8 The dynamics of a participant on a birding trip not seeing a bird are complex. I feel badly in the moment for the guide who is trying to show it to me and a little frustrated and embarrassed with my inability to see it. But not seeing a bird, even if it is my last chance to see it, is not ultimately disappointing to me. Perhaps this makes me not a genuine birder. I figure it was not meant to be and in a few moments, hours, or the next day, I will see or hear another bird that will bring me great joy.
Final note: Use of anthropomorphic terms
I am aware of the pitfalls of using anthropomorphic terms when describing or talking about non-human organisms.

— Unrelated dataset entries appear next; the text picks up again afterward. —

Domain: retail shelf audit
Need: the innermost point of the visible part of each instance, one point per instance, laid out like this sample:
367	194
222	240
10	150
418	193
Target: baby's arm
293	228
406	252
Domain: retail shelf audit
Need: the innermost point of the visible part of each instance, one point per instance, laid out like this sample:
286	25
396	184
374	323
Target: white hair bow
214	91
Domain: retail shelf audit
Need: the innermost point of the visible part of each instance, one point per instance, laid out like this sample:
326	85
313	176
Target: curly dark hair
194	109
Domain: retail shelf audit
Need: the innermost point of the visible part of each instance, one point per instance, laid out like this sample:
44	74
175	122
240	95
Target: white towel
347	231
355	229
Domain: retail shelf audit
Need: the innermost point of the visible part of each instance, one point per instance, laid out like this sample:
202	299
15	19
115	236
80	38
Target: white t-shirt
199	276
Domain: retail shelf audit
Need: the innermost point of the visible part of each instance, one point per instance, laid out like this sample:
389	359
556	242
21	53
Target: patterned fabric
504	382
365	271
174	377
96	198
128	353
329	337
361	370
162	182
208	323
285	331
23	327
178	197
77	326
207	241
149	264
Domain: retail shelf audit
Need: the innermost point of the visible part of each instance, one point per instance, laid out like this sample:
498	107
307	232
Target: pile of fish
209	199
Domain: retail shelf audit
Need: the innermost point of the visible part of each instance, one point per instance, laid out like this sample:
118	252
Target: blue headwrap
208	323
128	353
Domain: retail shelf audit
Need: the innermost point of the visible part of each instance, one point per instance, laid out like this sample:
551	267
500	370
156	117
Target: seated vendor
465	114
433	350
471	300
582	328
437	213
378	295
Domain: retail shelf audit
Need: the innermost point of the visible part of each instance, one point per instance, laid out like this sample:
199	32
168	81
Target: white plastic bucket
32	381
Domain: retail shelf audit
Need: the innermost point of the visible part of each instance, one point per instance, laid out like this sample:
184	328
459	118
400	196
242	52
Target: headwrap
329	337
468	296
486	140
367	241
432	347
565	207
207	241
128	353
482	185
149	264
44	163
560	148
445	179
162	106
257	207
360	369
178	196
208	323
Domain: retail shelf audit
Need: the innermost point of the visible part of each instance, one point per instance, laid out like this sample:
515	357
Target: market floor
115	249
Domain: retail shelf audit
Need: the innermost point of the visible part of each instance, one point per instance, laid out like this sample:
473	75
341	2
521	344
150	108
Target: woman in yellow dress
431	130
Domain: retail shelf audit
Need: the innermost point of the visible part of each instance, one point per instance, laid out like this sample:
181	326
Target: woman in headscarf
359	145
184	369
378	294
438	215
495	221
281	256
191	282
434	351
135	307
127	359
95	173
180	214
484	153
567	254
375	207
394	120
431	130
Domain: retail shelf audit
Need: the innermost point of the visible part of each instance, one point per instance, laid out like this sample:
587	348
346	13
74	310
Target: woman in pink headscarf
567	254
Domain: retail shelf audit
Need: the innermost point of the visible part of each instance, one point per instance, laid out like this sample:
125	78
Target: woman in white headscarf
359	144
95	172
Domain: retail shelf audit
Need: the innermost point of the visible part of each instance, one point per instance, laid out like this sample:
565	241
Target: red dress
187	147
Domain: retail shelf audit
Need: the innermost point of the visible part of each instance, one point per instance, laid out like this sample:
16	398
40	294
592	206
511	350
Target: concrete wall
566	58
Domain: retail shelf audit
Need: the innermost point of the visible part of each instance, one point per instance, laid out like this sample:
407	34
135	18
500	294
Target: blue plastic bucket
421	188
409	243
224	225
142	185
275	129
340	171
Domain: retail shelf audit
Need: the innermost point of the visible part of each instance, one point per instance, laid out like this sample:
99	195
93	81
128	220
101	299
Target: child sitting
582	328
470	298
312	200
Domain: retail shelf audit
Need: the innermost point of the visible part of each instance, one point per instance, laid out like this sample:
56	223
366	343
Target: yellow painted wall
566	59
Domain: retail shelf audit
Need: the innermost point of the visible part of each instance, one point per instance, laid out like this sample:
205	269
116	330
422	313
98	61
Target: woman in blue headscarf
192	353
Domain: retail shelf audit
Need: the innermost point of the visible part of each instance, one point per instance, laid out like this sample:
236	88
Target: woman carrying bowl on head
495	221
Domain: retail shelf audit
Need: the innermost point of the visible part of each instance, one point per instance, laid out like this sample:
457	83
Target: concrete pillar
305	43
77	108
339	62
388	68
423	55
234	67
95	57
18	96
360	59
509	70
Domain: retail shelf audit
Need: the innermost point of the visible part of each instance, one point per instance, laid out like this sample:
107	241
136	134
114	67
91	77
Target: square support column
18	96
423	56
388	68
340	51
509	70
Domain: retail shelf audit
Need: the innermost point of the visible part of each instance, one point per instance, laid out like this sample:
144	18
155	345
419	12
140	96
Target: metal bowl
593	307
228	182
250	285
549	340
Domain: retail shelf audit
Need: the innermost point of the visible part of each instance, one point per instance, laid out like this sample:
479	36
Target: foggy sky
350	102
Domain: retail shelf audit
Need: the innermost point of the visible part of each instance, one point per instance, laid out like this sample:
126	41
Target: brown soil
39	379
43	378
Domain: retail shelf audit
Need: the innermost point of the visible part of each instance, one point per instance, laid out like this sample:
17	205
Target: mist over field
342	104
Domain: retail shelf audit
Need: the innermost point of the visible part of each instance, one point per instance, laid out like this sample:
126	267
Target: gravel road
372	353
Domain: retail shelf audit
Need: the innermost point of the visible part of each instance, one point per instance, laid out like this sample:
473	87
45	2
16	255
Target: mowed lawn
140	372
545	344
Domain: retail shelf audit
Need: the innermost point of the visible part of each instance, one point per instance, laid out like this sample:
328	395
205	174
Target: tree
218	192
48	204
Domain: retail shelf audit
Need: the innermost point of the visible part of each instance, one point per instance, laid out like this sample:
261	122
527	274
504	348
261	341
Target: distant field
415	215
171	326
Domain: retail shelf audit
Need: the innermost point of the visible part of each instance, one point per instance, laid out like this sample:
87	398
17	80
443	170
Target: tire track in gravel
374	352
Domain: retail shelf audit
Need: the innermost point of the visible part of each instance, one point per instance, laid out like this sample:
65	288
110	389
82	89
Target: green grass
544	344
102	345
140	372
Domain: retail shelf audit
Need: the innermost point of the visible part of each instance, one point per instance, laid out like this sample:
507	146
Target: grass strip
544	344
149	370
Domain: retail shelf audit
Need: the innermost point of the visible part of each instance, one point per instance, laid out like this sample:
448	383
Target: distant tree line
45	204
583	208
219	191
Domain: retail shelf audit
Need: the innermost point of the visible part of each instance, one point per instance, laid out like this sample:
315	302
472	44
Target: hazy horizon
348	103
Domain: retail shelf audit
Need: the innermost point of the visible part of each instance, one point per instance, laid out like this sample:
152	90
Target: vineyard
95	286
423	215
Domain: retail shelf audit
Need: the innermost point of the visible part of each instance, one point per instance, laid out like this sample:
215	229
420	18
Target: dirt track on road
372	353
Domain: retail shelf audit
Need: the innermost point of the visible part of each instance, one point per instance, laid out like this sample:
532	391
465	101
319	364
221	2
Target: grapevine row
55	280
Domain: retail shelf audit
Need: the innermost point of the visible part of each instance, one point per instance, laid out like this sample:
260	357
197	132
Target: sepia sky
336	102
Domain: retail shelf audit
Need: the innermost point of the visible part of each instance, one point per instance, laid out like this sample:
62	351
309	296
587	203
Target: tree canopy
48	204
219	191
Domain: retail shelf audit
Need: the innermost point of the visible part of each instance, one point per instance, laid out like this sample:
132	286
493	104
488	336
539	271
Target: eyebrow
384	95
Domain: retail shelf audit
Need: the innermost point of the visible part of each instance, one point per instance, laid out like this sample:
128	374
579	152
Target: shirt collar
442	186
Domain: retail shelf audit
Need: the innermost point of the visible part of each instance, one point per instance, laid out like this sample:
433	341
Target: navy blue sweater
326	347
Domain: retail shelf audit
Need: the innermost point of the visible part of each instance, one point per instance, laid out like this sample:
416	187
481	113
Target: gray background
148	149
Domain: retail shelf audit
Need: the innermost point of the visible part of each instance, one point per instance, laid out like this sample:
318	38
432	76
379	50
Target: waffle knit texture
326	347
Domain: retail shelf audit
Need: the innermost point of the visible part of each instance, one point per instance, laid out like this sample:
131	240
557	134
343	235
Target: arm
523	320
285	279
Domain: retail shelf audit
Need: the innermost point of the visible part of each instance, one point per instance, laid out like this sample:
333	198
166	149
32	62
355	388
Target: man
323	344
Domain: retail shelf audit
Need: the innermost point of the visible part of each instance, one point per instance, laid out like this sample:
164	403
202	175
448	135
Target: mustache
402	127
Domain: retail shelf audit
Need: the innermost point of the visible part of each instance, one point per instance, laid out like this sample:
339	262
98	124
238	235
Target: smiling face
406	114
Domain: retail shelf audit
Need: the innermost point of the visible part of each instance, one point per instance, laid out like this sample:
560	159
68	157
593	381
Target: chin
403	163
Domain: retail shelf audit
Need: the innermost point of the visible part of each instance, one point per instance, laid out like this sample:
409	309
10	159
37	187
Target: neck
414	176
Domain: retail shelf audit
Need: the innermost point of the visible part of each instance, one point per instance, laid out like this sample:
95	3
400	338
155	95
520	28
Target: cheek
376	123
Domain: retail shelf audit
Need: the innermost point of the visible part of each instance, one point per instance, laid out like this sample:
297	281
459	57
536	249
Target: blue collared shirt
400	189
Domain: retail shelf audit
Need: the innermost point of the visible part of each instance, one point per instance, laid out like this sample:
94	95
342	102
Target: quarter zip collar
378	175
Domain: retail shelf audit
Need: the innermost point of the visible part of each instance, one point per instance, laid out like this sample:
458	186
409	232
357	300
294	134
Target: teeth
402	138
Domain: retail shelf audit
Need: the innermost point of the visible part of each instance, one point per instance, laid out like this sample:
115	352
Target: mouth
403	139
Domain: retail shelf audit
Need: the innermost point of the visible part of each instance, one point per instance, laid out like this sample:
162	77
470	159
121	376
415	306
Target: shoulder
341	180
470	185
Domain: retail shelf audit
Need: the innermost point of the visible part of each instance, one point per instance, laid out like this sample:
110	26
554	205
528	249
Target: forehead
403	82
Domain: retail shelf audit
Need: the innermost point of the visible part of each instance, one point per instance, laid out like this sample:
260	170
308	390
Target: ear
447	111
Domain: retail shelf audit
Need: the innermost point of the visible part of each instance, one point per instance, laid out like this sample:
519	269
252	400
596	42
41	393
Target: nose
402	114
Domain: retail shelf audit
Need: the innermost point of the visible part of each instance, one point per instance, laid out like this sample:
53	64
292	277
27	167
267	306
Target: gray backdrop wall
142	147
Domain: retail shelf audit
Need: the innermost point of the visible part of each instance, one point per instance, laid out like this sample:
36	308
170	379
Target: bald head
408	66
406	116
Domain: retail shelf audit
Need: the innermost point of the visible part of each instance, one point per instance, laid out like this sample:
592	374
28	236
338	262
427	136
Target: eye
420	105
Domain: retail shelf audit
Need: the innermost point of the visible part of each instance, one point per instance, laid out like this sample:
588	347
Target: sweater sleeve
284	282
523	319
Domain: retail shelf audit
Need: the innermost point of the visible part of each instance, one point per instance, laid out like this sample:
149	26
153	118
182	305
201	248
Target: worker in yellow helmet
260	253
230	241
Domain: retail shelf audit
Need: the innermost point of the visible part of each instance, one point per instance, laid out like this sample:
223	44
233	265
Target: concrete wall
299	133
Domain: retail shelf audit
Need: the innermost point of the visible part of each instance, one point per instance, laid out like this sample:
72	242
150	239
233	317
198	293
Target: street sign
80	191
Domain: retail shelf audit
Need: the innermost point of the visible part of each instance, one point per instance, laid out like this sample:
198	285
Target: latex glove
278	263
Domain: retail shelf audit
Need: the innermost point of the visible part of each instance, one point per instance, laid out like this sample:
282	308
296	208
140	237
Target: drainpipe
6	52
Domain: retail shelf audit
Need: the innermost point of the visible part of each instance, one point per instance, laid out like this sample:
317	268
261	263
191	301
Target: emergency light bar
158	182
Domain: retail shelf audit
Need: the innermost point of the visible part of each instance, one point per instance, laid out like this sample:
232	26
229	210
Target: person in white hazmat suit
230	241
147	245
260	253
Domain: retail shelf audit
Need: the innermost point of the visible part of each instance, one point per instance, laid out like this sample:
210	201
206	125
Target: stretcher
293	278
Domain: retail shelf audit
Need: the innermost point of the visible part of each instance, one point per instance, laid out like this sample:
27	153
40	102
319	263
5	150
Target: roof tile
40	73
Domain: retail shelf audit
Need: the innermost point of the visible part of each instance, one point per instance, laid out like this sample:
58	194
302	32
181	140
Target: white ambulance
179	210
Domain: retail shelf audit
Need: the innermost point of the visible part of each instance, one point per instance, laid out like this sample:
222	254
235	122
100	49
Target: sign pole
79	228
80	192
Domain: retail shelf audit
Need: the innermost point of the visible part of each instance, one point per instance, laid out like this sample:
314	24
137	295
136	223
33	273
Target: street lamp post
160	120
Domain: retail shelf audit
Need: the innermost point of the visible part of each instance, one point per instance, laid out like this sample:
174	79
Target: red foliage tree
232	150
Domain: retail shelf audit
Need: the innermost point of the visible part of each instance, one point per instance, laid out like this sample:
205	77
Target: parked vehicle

When I am in the company of biologists talking about their research of non-human organisms (or with non-biologist friends who like me have an interest in scientific topics like evolution and animal behavior), I understand and agree that the rules of the conversation restrict the use of anthropomorphisms. In casual non-scientific contexts—watching birds, for instance—I believe it is justified and inevitable to use human-centric adjectives, similes, and metaphors to describe perceived qualities of the non-human organism or more frequently our human response to the non-human. Even in casual contexts, I make an effort to restrain my use of anthropomorphic terms simply because layer upon layer of humanoid descriptors can quickly become cloying, like the frosting on a store-bought cake. But I am human and human language is all I have to work with when I see and describe the world. So I anthropomorphize from time to time. Some readers may wince or raise an eyebrow with “sly hermit messenger” or “endearing partridge plumpness.” I don’t think the Bornean Stubtail as a species is “sly”—rather I mean the one Stubtail I saw cleverly made me think about birding in Borneo in a way I might not have had I not seen it. I cannot deny, I find small, reclusive, plump partridges to be endearing, especially when observed going about their non-human business largely oblivious of me. I suppose if I were taking a Crimson-headed Partridge out of a mist net and it seized my finger in its vise-like beak, I might feel otherwise.